トルコの情報当局は、報道された規制について認めておらず、一部の利用者が目撃した規制の理由も明らかにしていない。ただ、トルコ警察は、複数の人々を拘束したり逮捕したりしたと明らかにした。地震に関するSNSへの挑発的な投稿などを受けたものだとしている。
この地図には現地時間7日2時半までに記録されたM2.5以上の揺れが示されている
トルコは、複数のプレートにまたがっているため地震が起こりやすいものの、今回のような大惨事は珍しい。
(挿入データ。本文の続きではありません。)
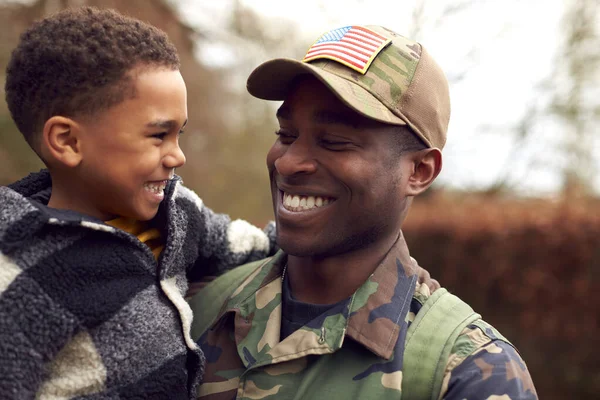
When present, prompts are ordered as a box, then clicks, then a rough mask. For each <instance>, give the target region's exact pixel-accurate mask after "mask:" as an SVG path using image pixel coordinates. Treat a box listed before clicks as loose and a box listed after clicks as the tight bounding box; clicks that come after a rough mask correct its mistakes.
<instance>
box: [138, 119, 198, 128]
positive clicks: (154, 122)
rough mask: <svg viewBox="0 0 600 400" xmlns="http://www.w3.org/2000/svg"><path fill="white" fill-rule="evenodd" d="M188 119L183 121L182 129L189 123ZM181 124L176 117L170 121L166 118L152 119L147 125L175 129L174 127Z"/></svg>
mask: <svg viewBox="0 0 600 400" xmlns="http://www.w3.org/2000/svg"><path fill="white" fill-rule="evenodd" d="M187 121H188V120H187V119H186V120H185V122H184V123H183V125H182V126H181V129H183V128H185V126H186V125H187ZM178 125H179V123H178V122H177V121H175V120H174V119H170V120H168V121H165V120H158V121H152V122H149V123H148V124H146V126H147V127H148V128H161V129H167V130H169V129H173V128H174V127H177V126H178Z"/></svg>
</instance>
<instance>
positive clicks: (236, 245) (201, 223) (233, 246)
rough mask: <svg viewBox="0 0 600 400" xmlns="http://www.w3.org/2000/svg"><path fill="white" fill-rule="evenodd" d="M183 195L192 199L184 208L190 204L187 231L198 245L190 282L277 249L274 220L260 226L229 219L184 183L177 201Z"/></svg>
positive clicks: (178, 196) (224, 270)
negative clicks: (196, 256) (187, 230)
mask: <svg viewBox="0 0 600 400" xmlns="http://www.w3.org/2000/svg"><path fill="white" fill-rule="evenodd" d="M182 198H183V199H185V200H189V201H191V204H190V202H189V201H186V202H185V203H186V204H187V205H185V207H186V208H187V207H193V209H192V210H191V212H188V214H189V218H188V221H187V230H188V235H192V236H194V237H195V238H197V243H196V244H197V246H198V257H197V259H196V260H195V262H194V263H193V265H192V266H191V268H190V270H189V271H188V279H189V280H190V281H192V282H198V281H203V280H204V281H205V280H207V278H208V279H210V277H211V276H212V277H214V276H219V275H221V274H223V273H224V272H226V271H228V270H230V269H231V268H234V267H236V266H238V265H242V264H246V263H248V262H251V261H256V260H260V259H262V258H265V257H268V256H270V255H273V254H275V253H276V252H277V246H276V244H275V224H274V223H273V222H270V223H269V224H267V226H266V227H265V228H264V229H260V228H258V227H256V226H254V225H252V224H250V223H248V222H246V221H244V220H241V219H238V220H235V221H231V219H230V218H229V216H228V215H225V214H217V213H215V212H213V211H212V210H211V209H209V208H208V207H206V206H205V205H204V204H203V202H202V200H200V198H199V197H198V196H197V195H196V194H195V193H194V192H193V191H191V190H189V189H187V188H185V187H183V186H181V187H179V189H178V199H177V200H178V201H179V200H181V199H182ZM180 204H182V205H183V203H180ZM192 204H193V205H192ZM190 230H192V231H195V232H190Z"/></svg>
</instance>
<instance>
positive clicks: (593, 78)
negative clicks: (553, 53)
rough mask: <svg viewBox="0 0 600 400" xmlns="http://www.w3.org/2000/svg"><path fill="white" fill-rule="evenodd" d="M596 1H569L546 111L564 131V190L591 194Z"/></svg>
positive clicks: (599, 54)
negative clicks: (548, 100) (547, 105)
mask: <svg viewBox="0 0 600 400" xmlns="http://www.w3.org/2000/svg"><path fill="white" fill-rule="evenodd" d="M599 10H600V3H599V2H598V1H597V0H571V1H569V2H568V3H567V8H566V11H565V16H564V21H563V27H564V36H563V37H564V43H562V50H561V51H560V52H559V53H558V56H557V60H556V63H555V64H554V65H555V71H554V77H553V81H554V87H553V93H552V102H551V104H550V108H549V112H550V114H551V115H554V116H556V117H557V119H558V122H559V124H560V126H561V128H562V129H563V130H564V132H565V140H564V144H563V151H564V153H565V154H566V163H565V165H564V167H563V192H564V194H565V195H567V196H570V195H580V194H589V193H590V191H591V182H592V179H593V178H594V176H595V175H596V172H597V170H596V166H595V165H594V159H593V140H594V134H595V132H596V130H597V126H598V122H600V121H599V118H600V100H599V99H600V96H599V95H600V53H599V52H598V49H600V36H599V32H598V25H599V24H600V19H599V16H598V11H599Z"/></svg>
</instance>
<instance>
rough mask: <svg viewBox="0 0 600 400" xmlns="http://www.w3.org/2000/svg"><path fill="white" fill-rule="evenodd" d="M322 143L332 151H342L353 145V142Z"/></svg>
mask: <svg viewBox="0 0 600 400" xmlns="http://www.w3.org/2000/svg"><path fill="white" fill-rule="evenodd" d="M321 143H322V144H323V146H324V147H327V148H328V149H331V150H342V149H344V148H346V147H348V146H349V145H350V144H352V143H351V142H346V141H340V140H321Z"/></svg>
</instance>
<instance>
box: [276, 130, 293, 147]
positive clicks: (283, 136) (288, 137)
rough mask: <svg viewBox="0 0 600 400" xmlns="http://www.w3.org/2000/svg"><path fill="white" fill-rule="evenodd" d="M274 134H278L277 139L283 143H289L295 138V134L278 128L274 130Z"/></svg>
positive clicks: (286, 143) (291, 142)
mask: <svg viewBox="0 0 600 400" xmlns="http://www.w3.org/2000/svg"><path fill="white" fill-rule="evenodd" d="M275 134H276V135H277V136H279V141H280V142H281V143H283V144H291V143H292V142H293V141H294V140H296V136H294V135H292V134H290V133H289V132H285V131H282V130H278V131H276V132H275Z"/></svg>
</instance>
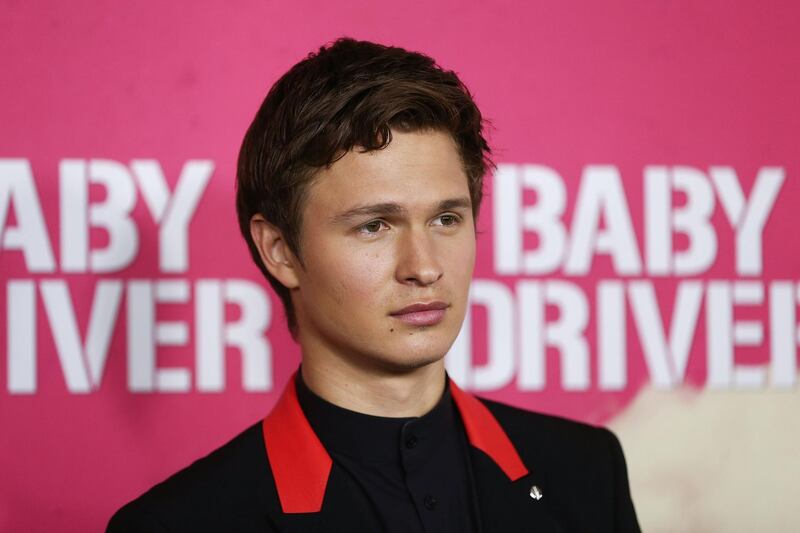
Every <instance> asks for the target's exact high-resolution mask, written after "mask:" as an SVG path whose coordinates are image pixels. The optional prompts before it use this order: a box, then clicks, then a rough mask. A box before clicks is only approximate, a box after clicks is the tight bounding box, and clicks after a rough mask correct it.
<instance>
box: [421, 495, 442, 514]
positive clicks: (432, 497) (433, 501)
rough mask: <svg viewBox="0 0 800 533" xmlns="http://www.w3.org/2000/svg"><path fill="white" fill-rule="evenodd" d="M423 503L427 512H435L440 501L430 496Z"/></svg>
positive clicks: (432, 496) (422, 499) (427, 497)
mask: <svg viewBox="0 0 800 533" xmlns="http://www.w3.org/2000/svg"><path fill="white" fill-rule="evenodd" d="M422 503H423V504H424V505H425V508H426V509H427V510H429V511H433V510H434V509H436V504H437V503H439V501H438V500H437V499H436V498H435V497H433V496H431V495H430V494H429V495H427V496H425V497H424V498H423V499H422Z"/></svg>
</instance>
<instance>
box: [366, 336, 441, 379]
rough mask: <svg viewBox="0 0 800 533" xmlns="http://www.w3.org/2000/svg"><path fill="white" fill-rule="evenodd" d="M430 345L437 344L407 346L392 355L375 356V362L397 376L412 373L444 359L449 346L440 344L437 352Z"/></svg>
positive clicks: (389, 371) (386, 354) (432, 343)
mask: <svg viewBox="0 0 800 533" xmlns="http://www.w3.org/2000/svg"><path fill="white" fill-rule="evenodd" d="M432 344H434V345H435V344H438V343H431V344H427V345H426V346H424V347H417V346H414V347H412V346H409V347H407V348H405V349H402V348H401V349H398V350H397V351H396V352H395V353H393V354H386V353H385V352H384V353H383V354H380V355H377V356H376V357H375V361H376V363H377V364H378V365H379V366H380V367H381V368H382V369H383V370H385V371H389V372H392V373H398V374H404V373H408V372H413V371H415V370H419V369H420V368H424V367H426V366H429V365H432V364H435V363H438V362H439V361H441V360H443V359H444V356H445V355H446V354H447V350H448V349H449V347H450V345H449V344H448V345H446V346H445V345H444V344H442V346H441V349H440V350H439V349H432ZM451 344H452V343H451ZM415 348H421V349H415Z"/></svg>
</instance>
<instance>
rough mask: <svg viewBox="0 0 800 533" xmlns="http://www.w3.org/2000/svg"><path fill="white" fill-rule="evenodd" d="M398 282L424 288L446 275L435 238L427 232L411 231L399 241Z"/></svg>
mask: <svg viewBox="0 0 800 533" xmlns="http://www.w3.org/2000/svg"><path fill="white" fill-rule="evenodd" d="M397 258H398V259H397V272H396V277H397V281H399V282H400V283H404V284H413V285H419V286H422V287H425V286H428V285H432V284H433V283H436V282H437V281H438V280H439V279H441V277H442V276H443V275H444V270H443V269H442V265H441V262H440V257H439V255H438V253H437V250H436V243H435V242H434V241H433V236H431V235H428V234H427V232H425V230H417V229H414V230H409V231H408V232H407V233H406V235H404V236H403V237H402V238H401V239H399V241H398V250H397Z"/></svg>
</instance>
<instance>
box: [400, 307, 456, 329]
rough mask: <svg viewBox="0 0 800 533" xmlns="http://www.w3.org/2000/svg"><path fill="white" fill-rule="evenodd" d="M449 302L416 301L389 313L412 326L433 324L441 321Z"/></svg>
mask: <svg viewBox="0 0 800 533" xmlns="http://www.w3.org/2000/svg"><path fill="white" fill-rule="evenodd" d="M448 307H450V305H449V304H446V303H444V302H439V301H436V302H428V303H416V304H413V305H409V306H407V307H404V308H402V309H400V310H399V311H394V312H392V313H390V316H392V317H394V318H396V319H398V320H401V321H403V322H405V323H406V324H409V325H412V326H434V325H436V324H438V323H439V322H441V321H442V319H443V318H444V315H445V312H446V311H447V308H448Z"/></svg>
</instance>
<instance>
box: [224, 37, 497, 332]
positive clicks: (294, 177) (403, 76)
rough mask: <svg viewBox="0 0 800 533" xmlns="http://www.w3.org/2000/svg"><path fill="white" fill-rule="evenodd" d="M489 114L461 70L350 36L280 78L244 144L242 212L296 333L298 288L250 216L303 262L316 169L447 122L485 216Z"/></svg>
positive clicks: (245, 222)
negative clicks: (343, 157) (271, 231)
mask: <svg viewBox="0 0 800 533" xmlns="http://www.w3.org/2000/svg"><path fill="white" fill-rule="evenodd" d="M484 122H485V121H484V120H483V119H482V117H481V113H480V111H479V110H478V107H477V106H476V105H475V102H474V101H473V99H472V96H471V95H470V93H469V91H468V90H467V88H466V87H465V86H464V84H463V83H462V82H461V80H459V79H458V76H457V75H456V74H455V72H452V71H449V70H443V69H442V68H441V67H439V66H438V65H437V64H436V62H435V61H434V60H433V59H431V58H430V57H428V56H426V55H424V54H420V53H417V52H409V51H407V50H404V49H402V48H398V47H392V46H383V45H380V44H375V43H371V42H367V41H356V40H353V39H349V38H342V39H339V40H337V41H336V42H334V43H333V44H330V45H327V46H323V47H321V48H320V49H319V51H318V52H317V53H312V54H309V56H308V57H307V58H305V59H304V60H302V61H300V62H299V63H297V64H296V65H295V66H293V67H292V68H291V69H290V70H289V71H288V72H287V73H286V74H284V75H283V76H282V77H281V78H280V79H279V80H278V81H277V82H276V83H275V85H273V86H272V89H270V91H269V93H268V94H267V97H266V98H265V99H264V102H263V103H262V104H261V108H260V109H259V110H258V113H256V116H255V118H254V119H253V123H252V124H251V125H250V128H249V129H248V130H247V133H246V134H245V137H244V141H243V142H242V148H241V150H240V152H239V162H238V168H237V175H236V210H237V213H238V217H239V228H240V229H241V232H242V235H243V236H244V238H245V240H246V241H247V245H248V247H249V248H250V254H251V255H252V257H253V260H254V261H255V262H256V264H257V265H258V267H259V268H260V269H261V272H262V273H263V274H264V276H265V277H266V278H267V280H269V282H270V284H271V285H272V287H273V289H274V290H275V292H276V293H277V294H278V296H279V297H280V298H281V301H282V302H283V306H284V308H285V310H286V317H287V320H288V323H289V329H290V330H291V331H292V333H293V334H294V333H296V328H297V324H296V320H295V316H294V309H293V306H292V301H291V297H290V291H289V290H288V289H287V288H286V287H284V286H283V285H282V284H281V283H280V282H279V281H278V280H277V279H275V278H274V277H273V276H272V275H271V274H270V273H269V271H268V270H267V269H266V267H265V266H264V264H263V263H262V261H261V258H260V255H259V252H258V249H257V247H256V245H255V243H254V242H253V238H252V237H251V235H250V219H251V218H252V217H253V215H255V214H261V215H262V216H263V217H264V218H265V219H266V220H267V221H268V222H269V223H271V224H273V225H274V226H275V227H276V228H278V229H279V230H280V231H281V233H282V235H283V238H284V239H285V241H286V243H287V245H288V246H289V248H290V250H291V251H292V252H293V253H294V254H295V255H296V256H297V258H298V260H300V261H301V262H302V257H301V254H300V244H301V243H300V230H301V227H302V211H303V205H304V203H305V197H306V193H307V191H308V188H309V185H310V184H311V182H312V181H313V179H314V176H315V174H316V171H317V170H318V169H320V168H322V167H329V166H330V165H332V164H333V163H335V162H336V161H337V160H338V159H339V158H341V157H342V156H343V155H344V154H345V153H346V152H348V151H349V150H352V149H354V148H356V147H357V148H358V149H359V150H363V151H365V152H368V151H372V150H380V149H382V148H385V147H386V146H388V144H389V143H390V142H391V140H392V131H391V130H392V129H394V130H398V131H418V130H425V129H431V130H440V131H443V132H446V133H449V134H450V135H451V136H452V138H453V140H454V141H455V144H456V146H457V148H458V151H459V154H460V156H461V160H462V162H463V165H464V171H465V173H466V175H467V179H468V185H469V192H470V197H471V200H472V209H473V213H474V214H475V218H477V214H478V210H479V208H480V204H481V199H482V196H483V191H482V186H483V175H484V174H485V172H486V169H487V167H488V166H491V165H492V162H491V159H490V155H491V151H490V149H489V146H488V144H487V143H486V140H485V139H484V137H483V128H484Z"/></svg>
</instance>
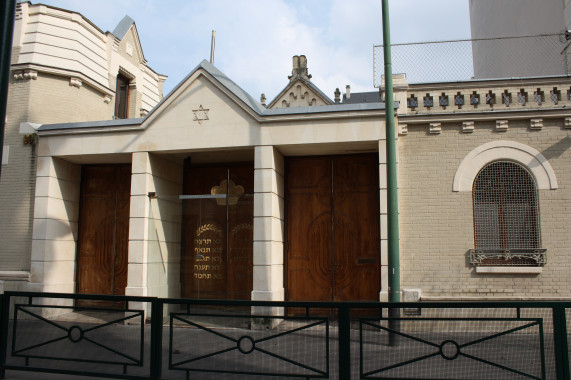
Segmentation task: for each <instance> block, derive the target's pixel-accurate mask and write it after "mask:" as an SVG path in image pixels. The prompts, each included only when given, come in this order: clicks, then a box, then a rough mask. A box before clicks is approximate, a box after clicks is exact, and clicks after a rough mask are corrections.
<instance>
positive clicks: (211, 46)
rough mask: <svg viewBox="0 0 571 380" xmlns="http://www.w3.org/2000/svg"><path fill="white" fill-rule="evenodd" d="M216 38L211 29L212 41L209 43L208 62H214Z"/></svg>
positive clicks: (212, 31) (213, 32)
mask: <svg viewBox="0 0 571 380" xmlns="http://www.w3.org/2000/svg"><path fill="white" fill-rule="evenodd" d="M215 39H216V31H215V30H212V41H211V45H210V63H211V64H214V40H215Z"/></svg>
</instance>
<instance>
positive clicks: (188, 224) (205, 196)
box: [181, 165, 254, 299]
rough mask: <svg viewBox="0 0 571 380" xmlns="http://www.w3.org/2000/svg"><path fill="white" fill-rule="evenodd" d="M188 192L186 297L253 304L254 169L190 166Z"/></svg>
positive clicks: (242, 166) (186, 263)
mask: <svg viewBox="0 0 571 380" xmlns="http://www.w3.org/2000/svg"><path fill="white" fill-rule="evenodd" d="M183 187H184V194H185V195H186V196H188V197H187V198H186V199H185V200H184V201H183V227H182V231H183V234H182V235H183V238H182V245H183V251H182V257H181V265H182V268H181V282H182V296H183V297H186V298H202V299H211V298H214V299H217V298H224V299H250V297H251V292H252V287H253V240H254V234H253V218H254V198H253V193H254V168H253V166H252V165H232V166H220V165H218V166H190V165H187V166H186V168H185V181H184V186H183ZM216 195H226V196H227V198H216V197H212V196H216Z"/></svg>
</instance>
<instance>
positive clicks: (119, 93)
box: [115, 74, 129, 119]
mask: <svg viewBox="0 0 571 380" xmlns="http://www.w3.org/2000/svg"><path fill="white" fill-rule="evenodd" d="M128 117H129V79H128V78H127V77H125V76H124V75H121V74H119V75H117V89H116V92H115V118H116V119H127V118H128Z"/></svg>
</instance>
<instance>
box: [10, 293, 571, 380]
mask: <svg viewBox="0 0 571 380" xmlns="http://www.w3.org/2000/svg"><path fill="white" fill-rule="evenodd" d="M1 300H2V309H1V317H2V318H1V345H0V375H1V376H0V377H1V378H4V377H5V376H6V374H7V371H8V373H10V371H32V372H35V373H36V374H35V375H34V376H35V377H39V375H38V374H40V373H42V372H51V373H61V374H72V375H84V376H97V377H107V378H120V379H121V378H122V379H201V380H202V379H206V380H208V379H256V378H260V379H266V378H273V379H300V378H301V379H343V380H346V379H499V378H501V379H520V378H521V379H569V352H568V344H569V341H568V336H567V329H568V327H569V325H568V323H567V320H568V317H569V311H570V310H571V303H567V302H469V303H468V302H438V303H434V302H418V303H308V302H255V301H228V300H192V299H162V298H152V297H117V296H94V295H90V296H87V295H78V294H48V293H29V292H6V293H5V294H4V295H3V296H2V298H1ZM389 309H392V311H391V312H390V313H389Z"/></svg>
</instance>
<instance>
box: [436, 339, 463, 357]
mask: <svg viewBox="0 0 571 380" xmlns="http://www.w3.org/2000/svg"><path fill="white" fill-rule="evenodd" d="M451 349H452V350H453V352H454V354H453V355H450V352H447V351H450V350H451ZM459 355H460V345H459V344H458V343H456V342H455V341H453V340H450V339H448V340H445V341H444V342H442V343H441V344H440V356H442V357H443V358H444V359H446V360H454V359H456V358H457V357H458V356H459Z"/></svg>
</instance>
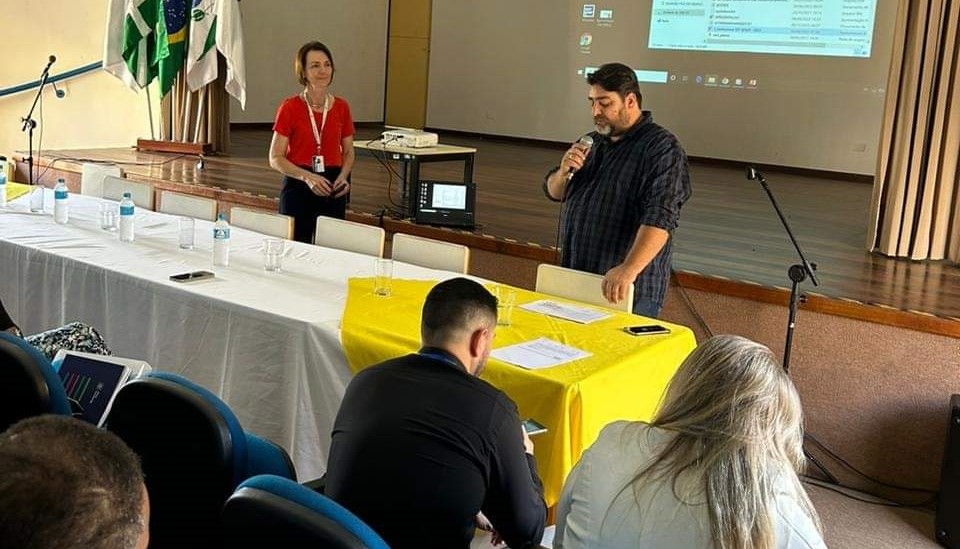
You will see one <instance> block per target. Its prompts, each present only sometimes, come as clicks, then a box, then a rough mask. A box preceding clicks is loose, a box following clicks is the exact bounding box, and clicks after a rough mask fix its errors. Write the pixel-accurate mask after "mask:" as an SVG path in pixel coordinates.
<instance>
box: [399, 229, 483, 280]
mask: <svg viewBox="0 0 960 549" xmlns="http://www.w3.org/2000/svg"><path fill="white" fill-rule="evenodd" d="M391 257H392V258H393V259H395V260H397V261H403V262H404V263H413V264H414V265H420V266H421V267H429V268H431V269H441V270H444V271H453V272H455V273H463V274H466V272H467V268H468V267H469V266H470V248H468V247H466V246H462V245H460V244H452V243H450V242H443V241H442V240H434V239H432V238H424V237H422V236H413V235H410V234H405V233H396V234H394V235H393V252H392V254H391Z"/></svg>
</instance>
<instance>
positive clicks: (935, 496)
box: [800, 475, 939, 509]
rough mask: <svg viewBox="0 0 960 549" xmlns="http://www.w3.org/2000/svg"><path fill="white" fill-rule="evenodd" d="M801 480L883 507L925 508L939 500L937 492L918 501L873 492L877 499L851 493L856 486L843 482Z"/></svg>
mask: <svg viewBox="0 0 960 549" xmlns="http://www.w3.org/2000/svg"><path fill="white" fill-rule="evenodd" d="M800 481H801V482H803V483H804V484H809V485H811V486H817V487H818V488H823V489H825V490H830V491H831V492H836V493H838V494H840V495H841V496H844V497H847V498H850V499H852V500H856V501H860V502H863V503H869V504H870V505H879V506H882V507H898V508H904V509H913V508H916V509H925V508H927V507H928V506H930V505H932V504H934V503H936V502H937V500H938V499H939V497H938V495H936V494H934V495H933V496H932V497H930V498H928V499H926V500H924V501H918V502H915V503H914V502H903V501H896V500H892V499H888V498H882V497H880V496H873V495H872V494H871V497H872V498H875V499H867V498H862V497H859V496H857V495H856V494H851V493H850V492H848V491H847V490H854V488H852V487H850V486H844V485H843V484H830V483H829V482H824V481H822V480H820V479H815V478H811V477H808V476H805V475H803V476H801V477H800Z"/></svg>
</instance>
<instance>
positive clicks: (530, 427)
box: [522, 419, 547, 436]
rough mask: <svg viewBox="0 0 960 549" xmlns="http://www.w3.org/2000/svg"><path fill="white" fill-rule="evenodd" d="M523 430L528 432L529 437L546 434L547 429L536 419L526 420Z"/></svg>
mask: <svg viewBox="0 0 960 549" xmlns="http://www.w3.org/2000/svg"><path fill="white" fill-rule="evenodd" d="M522 425H523V430H524V431H526V432H527V435H529V436H533V435H539V434H540V433H546V432H547V428H546V427H545V426H544V425H543V424H542V423H540V422H539V421H537V420H535V419H525V420H523V422H522Z"/></svg>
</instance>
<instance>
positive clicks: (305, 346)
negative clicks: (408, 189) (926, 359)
mask: <svg viewBox="0 0 960 549" xmlns="http://www.w3.org/2000/svg"><path fill="white" fill-rule="evenodd" d="M47 193H48V196H47V197H46V205H47V212H46V213H44V214H34V213H30V212H29V208H28V197H21V198H19V199H17V200H15V201H13V202H11V203H10V204H8V206H7V207H6V208H0V297H2V299H3V302H4V305H5V306H6V307H7V309H8V311H9V312H10V314H11V316H13V317H14V319H15V320H16V321H17V322H18V323H19V324H20V326H21V327H22V328H23V329H24V331H25V332H28V333H30V332H38V331H41V330H44V329H47V328H50V327H53V326H58V325H61V324H64V323H66V322H70V321H73V320H81V321H84V322H86V323H88V324H91V325H93V326H95V327H97V328H98V329H99V330H100V331H101V333H102V334H103V336H104V338H105V339H106V342H107V344H108V346H110V347H111V349H112V350H113V351H114V352H115V354H117V355H118V356H124V357H131V358H138V359H142V360H146V361H147V362H149V363H150V364H151V365H152V366H153V367H154V368H155V369H161V370H165V371H171V372H175V373H179V374H182V375H184V376H186V377H188V378H190V379H192V380H193V381H195V382H197V383H199V384H200V385H203V386H204V387H206V388H207V389H210V390H211V391H213V392H214V393H216V394H218V395H219V396H220V397H221V398H223V400H224V401H226V403H227V404H228V405H229V406H230V407H231V409H233V410H234V412H236V414H237V416H238V418H239V420H240V423H241V424H242V425H243V427H244V428H245V429H248V430H250V431H252V432H254V433H257V434H259V435H262V436H265V437H267V438H269V439H271V440H273V441H275V442H277V443H278V444H280V445H282V446H283V447H284V448H286V449H287V450H288V451H289V452H290V455H291V457H292V459H293V460H294V463H295V465H296V467H297V472H298V474H299V477H300V478H301V479H310V478H316V477H318V476H320V475H321V474H322V473H323V472H324V471H325V470H326V462H327V452H328V450H329V444H330V431H331V428H332V426H333V419H334V417H335V416H336V412H337V409H338V408H339V405H340V400H341V399H342V397H343V392H344V389H345V386H346V384H347V382H348V381H349V379H350V370H349V368H348V367H347V365H346V359H345V358H344V355H343V351H342V350H341V346H340V318H341V315H342V311H343V306H344V301H345V299H346V294H347V279H348V278H350V277H354V276H373V274H374V270H375V266H374V265H375V262H374V259H373V258H371V257H369V256H364V255H360V254H354V253H350V252H344V251H339V250H332V249H328V248H321V247H317V246H312V245H308V244H302V243H298V242H290V241H288V242H287V243H286V245H287V250H286V253H285V256H284V259H283V272H281V273H267V272H265V271H264V270H263V259H262V252H261V250H262V239H263V238H264V236H263V235H261V234H258V233H255V232H252V231H247V230H243V229H240V228H237V227H234V228H233V229H232V238H231V243H230V244H231V252H230V266H229V267H226V268H224V267H214V266H213V265H212V257H213V251H212V250H213V236H212V233H213V224H212V223H210V222H207V221H201V220H197V221H196V224H197V246H196V248H195V249H193V250H181V249H179V248H178V237H179V226H178V218H177V217H175V216H170V215H165V214H161V213H156V212H151V211H146V210H143V209H139V208H138V209H137V213H136V216H135V224H136V240H135V241H134V242H133V243H123V242H120V241H119V239H118V237H117V234H116V233H115V232H113V233H111V232H106V231H103V230H102V229H100V226H99V221H98V214H99V203H100V202H101V200H100V199H95V198H91V197H87V196H81V195H72V196H71V197H70V220H69V223H68V224H66V225H58V224H56V223H54V221H53V216H52V215H51V213H50V212H51V210H52V209H53V208H52V205H53V197H52V194H51V191H50V190H49V189H48V190H47ZM195 270H211V271H214V272H215V273H216V277H215V278H213V279H211V280H209V281H201V282H195V283H189V284H182V283H176V282H172V281H171V280H169V276H170V275H173V274H177V273H184V272H189V271H195ZM395 272H396V276H398V277H406V278H422V279H443V278H447V277H450V276H453V275H452V273H447V272H443V271H435V270H432V269H425V268H421V267H417V266H414V265H407V264H401V263H398V264H397V265H396V267H395Z"/></svg>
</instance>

6日に発生したマグニチュード(M)7.8の地震は過去1世紀で同地域を襲った地震としては最も強力なもののひとつだった。トルコは1939年にもM7.8の地震に見舞われており、3万人以上が死亡した。99年の地震でも1万7000人余りが死亡している。
トルコの災害当局によれば、トルコでは5700棟以上の建物が倒壊した。トルコとシリアで多くの被害が出ており、今回の被害に建物が果たした役割を問う声が出始めている。
トルコ・イスタンブールにあるボアジチ大学のムスタファ・エルディク教授(地震工学)は、今回の地震で印象的だった建物の倒壊の仕方として「パンケーキ型」を挙げた。技師が見たくない種類の倒壊の仕方だとし、建物がそのように倒壊すると救出作業が非常に困難になると説明した。
エルディク氏はCNNの取材に対し、震災後のさまざまな画像が、設計や建設の質に大きな幅があったことを示唆していると述べた。エルディク氏によれば、地震後の構造物の破損は通常、部分的なものだとし、全壊することは建築規則でも実際の設計でも常に避けようとしていると語った。
米地質調査所(USGS)の専門家によれば、トルコの大部分は、非常に高い地震の危険地帯に指定されている。そのため、そうした地域の建築規則では、建設計画は今回のような種類の出来事に耐えるようになっており、適切に実施されていれば、ほとんどの場合、壊滅的な崩壊をさけることができる。
トルコは4つのプレートが交差する位置にあり、地震が発生しやすい
ただ、全ての建物がこうした現代の耐震基準に従って建設されているわけではなく、特に古い建物では設計や施工が不十分で衝撃の大きさに耐えきれなかったという。